After Pootie's diagnosis, I fell into a deep depression and went to bed for 48 hours. I finally got out of my semi-coma and walked into the den to see my precious Pootie beaming with excitement to see me. I felt incredibly guilty to have been depressed for even two days. This child was the same person as he was before he got the diagnosis two days before, and he needed the best from his mama. (I am glad, however, that I took those days to fall apart. I needed to own that fear and pain in order to move forward.)

Soon after that, I got a fortune cookie that read, 'Acceptance is the key to happiness.' Tears streamed down my face, as I knew that this was the only way forward.

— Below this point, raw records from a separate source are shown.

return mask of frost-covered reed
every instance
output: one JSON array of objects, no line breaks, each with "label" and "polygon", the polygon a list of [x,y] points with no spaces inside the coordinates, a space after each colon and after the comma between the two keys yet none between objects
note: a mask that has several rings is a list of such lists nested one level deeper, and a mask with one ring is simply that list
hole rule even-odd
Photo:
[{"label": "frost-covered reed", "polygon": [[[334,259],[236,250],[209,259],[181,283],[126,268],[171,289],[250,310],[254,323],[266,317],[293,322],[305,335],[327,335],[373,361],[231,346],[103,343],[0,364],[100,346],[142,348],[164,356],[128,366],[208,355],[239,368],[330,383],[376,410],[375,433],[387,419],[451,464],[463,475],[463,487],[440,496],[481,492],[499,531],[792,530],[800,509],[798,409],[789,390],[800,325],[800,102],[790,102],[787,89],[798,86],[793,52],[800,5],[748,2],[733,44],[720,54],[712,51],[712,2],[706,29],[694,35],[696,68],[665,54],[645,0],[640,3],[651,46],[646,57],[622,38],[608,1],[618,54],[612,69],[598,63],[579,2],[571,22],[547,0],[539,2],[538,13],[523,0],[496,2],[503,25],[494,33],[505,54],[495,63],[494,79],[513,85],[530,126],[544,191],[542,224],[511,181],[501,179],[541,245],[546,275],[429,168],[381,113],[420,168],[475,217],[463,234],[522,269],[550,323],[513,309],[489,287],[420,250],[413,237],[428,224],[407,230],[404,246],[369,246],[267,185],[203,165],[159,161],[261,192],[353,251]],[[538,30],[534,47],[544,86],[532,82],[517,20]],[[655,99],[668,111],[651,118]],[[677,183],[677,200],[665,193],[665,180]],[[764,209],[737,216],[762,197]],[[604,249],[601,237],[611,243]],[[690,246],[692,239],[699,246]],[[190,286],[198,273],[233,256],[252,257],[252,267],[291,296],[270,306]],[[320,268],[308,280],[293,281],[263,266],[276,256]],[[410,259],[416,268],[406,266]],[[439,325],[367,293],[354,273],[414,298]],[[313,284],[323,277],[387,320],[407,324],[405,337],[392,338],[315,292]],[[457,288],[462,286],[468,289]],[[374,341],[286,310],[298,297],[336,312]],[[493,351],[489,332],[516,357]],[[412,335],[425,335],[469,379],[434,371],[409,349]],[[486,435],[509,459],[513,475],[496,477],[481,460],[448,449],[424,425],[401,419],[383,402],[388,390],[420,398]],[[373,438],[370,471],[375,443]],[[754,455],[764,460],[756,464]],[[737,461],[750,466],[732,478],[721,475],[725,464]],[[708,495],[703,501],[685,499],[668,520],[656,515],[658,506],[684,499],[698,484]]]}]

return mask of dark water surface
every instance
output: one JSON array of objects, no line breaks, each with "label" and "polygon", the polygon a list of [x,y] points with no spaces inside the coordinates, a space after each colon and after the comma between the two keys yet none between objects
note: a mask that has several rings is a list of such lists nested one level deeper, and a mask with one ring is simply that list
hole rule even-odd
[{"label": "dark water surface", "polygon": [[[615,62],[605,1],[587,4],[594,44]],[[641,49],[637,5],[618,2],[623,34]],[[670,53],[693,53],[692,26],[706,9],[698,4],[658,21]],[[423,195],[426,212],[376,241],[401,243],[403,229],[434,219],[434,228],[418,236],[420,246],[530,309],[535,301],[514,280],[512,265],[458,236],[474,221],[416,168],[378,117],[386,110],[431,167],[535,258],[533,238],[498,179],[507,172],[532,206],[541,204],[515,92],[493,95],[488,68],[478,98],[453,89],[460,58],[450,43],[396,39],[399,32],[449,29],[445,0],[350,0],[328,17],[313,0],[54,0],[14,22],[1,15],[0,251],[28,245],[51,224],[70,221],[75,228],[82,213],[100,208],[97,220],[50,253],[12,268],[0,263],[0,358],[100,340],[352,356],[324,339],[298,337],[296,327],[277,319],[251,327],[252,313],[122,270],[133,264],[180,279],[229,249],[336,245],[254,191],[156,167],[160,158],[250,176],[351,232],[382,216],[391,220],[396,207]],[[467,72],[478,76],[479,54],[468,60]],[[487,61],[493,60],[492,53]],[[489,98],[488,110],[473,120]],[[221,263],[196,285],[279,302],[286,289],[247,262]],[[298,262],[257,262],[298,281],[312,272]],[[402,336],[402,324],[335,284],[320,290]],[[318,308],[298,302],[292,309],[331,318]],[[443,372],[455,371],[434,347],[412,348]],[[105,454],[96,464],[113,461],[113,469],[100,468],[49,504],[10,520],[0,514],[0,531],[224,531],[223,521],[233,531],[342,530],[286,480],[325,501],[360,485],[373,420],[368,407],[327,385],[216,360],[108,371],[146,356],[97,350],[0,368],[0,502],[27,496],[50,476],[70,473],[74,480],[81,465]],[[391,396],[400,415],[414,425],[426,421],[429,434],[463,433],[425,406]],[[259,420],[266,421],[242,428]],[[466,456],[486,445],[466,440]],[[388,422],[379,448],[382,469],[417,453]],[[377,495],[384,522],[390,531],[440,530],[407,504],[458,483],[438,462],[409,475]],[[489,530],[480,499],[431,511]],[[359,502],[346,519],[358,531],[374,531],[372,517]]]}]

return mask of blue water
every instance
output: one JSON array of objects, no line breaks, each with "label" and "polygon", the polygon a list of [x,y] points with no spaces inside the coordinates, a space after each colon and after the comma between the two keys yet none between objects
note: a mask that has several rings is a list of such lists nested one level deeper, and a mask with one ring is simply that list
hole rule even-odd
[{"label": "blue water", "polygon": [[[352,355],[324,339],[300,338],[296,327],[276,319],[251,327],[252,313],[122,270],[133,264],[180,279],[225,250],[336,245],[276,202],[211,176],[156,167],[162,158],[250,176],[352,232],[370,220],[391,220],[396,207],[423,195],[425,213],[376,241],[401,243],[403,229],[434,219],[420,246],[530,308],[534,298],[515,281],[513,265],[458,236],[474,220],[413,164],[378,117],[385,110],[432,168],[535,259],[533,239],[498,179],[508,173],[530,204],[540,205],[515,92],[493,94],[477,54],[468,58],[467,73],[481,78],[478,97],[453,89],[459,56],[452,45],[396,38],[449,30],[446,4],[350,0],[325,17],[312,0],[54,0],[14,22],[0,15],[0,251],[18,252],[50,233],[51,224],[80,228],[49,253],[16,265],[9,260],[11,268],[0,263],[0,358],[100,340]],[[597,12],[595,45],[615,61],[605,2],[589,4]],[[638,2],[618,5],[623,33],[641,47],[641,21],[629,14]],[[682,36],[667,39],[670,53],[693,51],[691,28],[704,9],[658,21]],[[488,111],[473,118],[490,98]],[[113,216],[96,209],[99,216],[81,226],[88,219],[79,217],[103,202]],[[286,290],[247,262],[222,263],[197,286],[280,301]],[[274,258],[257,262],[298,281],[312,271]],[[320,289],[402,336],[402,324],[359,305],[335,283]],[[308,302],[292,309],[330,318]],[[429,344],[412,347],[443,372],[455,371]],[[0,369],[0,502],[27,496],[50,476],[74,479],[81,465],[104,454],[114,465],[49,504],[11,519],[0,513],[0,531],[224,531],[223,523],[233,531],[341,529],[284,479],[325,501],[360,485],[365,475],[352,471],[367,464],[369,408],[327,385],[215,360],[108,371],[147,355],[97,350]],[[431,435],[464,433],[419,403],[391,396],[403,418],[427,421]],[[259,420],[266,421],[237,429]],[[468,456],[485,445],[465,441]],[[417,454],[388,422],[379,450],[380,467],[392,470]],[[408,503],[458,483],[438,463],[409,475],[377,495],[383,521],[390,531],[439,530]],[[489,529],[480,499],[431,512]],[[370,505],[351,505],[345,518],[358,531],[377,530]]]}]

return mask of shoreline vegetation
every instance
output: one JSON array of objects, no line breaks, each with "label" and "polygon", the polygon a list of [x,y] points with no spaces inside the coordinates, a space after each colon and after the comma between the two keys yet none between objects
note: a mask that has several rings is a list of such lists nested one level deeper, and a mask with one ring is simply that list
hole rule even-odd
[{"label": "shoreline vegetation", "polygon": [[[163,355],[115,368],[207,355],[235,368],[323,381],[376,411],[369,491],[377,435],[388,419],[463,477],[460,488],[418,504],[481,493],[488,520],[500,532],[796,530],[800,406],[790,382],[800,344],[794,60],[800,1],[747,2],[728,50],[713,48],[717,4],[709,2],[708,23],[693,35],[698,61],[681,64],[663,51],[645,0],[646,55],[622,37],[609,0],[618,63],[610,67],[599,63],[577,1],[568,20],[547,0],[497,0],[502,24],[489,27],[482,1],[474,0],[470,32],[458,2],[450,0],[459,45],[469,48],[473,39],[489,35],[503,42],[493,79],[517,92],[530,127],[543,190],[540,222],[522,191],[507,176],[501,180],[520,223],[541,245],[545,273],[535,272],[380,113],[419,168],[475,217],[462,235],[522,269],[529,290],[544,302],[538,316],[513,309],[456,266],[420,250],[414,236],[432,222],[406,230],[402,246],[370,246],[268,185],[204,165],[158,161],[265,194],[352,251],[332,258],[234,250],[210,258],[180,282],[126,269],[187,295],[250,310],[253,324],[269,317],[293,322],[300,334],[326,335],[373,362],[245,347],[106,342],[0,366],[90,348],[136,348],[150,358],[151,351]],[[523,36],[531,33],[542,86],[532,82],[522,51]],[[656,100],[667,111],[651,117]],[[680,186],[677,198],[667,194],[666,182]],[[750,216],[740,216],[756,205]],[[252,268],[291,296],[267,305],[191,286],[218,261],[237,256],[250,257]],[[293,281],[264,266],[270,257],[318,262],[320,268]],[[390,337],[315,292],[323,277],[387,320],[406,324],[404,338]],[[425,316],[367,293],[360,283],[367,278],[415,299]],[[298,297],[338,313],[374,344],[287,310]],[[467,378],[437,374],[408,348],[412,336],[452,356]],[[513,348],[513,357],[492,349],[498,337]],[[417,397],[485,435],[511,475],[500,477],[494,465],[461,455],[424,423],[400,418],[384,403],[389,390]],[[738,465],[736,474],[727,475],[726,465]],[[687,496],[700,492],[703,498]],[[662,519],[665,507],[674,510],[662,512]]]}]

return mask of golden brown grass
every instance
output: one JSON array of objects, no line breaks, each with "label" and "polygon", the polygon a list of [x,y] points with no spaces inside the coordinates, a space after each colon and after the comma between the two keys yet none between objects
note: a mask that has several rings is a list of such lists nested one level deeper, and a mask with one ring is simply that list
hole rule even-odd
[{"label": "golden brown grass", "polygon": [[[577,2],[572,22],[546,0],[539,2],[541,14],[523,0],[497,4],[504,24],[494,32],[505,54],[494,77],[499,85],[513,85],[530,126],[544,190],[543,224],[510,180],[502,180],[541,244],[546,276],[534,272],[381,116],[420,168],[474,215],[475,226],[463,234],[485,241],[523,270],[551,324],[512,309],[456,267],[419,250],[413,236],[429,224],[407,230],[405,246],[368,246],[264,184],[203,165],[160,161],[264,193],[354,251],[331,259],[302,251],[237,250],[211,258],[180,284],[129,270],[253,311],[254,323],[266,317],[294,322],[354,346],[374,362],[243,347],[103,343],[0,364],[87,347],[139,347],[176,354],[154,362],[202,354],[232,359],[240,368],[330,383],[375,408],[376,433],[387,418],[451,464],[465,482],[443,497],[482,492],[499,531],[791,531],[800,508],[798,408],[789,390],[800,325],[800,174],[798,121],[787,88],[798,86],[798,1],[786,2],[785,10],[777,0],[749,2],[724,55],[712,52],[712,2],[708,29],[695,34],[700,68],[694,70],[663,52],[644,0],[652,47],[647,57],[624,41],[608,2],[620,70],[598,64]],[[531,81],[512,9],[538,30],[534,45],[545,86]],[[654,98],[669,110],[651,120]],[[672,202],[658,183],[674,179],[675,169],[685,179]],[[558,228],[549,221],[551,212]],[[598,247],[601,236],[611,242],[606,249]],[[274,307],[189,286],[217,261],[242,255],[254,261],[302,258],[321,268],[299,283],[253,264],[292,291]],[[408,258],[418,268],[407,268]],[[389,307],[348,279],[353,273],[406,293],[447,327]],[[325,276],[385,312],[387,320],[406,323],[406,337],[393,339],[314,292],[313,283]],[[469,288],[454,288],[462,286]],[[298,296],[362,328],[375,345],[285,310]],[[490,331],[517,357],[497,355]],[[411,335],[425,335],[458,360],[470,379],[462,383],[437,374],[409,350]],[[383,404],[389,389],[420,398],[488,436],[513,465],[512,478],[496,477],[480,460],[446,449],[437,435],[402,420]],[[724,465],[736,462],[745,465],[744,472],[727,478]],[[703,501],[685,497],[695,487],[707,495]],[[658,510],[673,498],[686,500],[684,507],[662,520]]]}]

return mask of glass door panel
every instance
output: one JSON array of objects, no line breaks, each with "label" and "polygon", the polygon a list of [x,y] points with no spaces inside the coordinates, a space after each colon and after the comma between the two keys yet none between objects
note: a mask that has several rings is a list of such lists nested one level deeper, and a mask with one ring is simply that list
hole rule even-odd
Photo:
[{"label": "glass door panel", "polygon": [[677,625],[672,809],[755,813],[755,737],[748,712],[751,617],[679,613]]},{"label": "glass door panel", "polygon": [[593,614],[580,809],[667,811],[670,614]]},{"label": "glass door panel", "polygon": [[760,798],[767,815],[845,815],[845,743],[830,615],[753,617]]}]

Pootie was born with autism and would die with autism. But there was great progress to be made along the way. Accepting the hand that I had been dealt was liberating. This mindset has led my family to the best life that we have ever known. We are deeply grateful for the joys and challenges that autism brings into our lives. We wouldn't have it any other way. We love Pootie exactly for who he is and the unique, amazing things that he brings to the table.

What is the one thing you want people to get out of your show?

Going into this show, viewers might think that they will be rooting for the 'underdog' when they root for Pootie. Very soon they will be surprised to discover that Pootie is not the underdog, rather, he is the very cocky, confident king of this castle!

It's very easy to judge a situation from the outside, so I hope that the show helps to demystify the unknown and eradicates prejudices surrounding autism and other marginalized populations.

With so much hate and inequity among these marginalized communities in our society today, I would love to see more people actually celebrate what makes us all different. Collectively my family (biological and chosen) is autistic, neurotypical, feminine, masculine, gay, straight, white, Black, verbal, nonverbal, young, old, religious and not so religious. There's nothing more boring than being ordinary, and I think this unique show illustrates that in spades.

I also want viewers to walk away with a load of belly laughs and not take life so seriously. Humor is the way that I stay sane and enjoy life, and I would love to pass that on.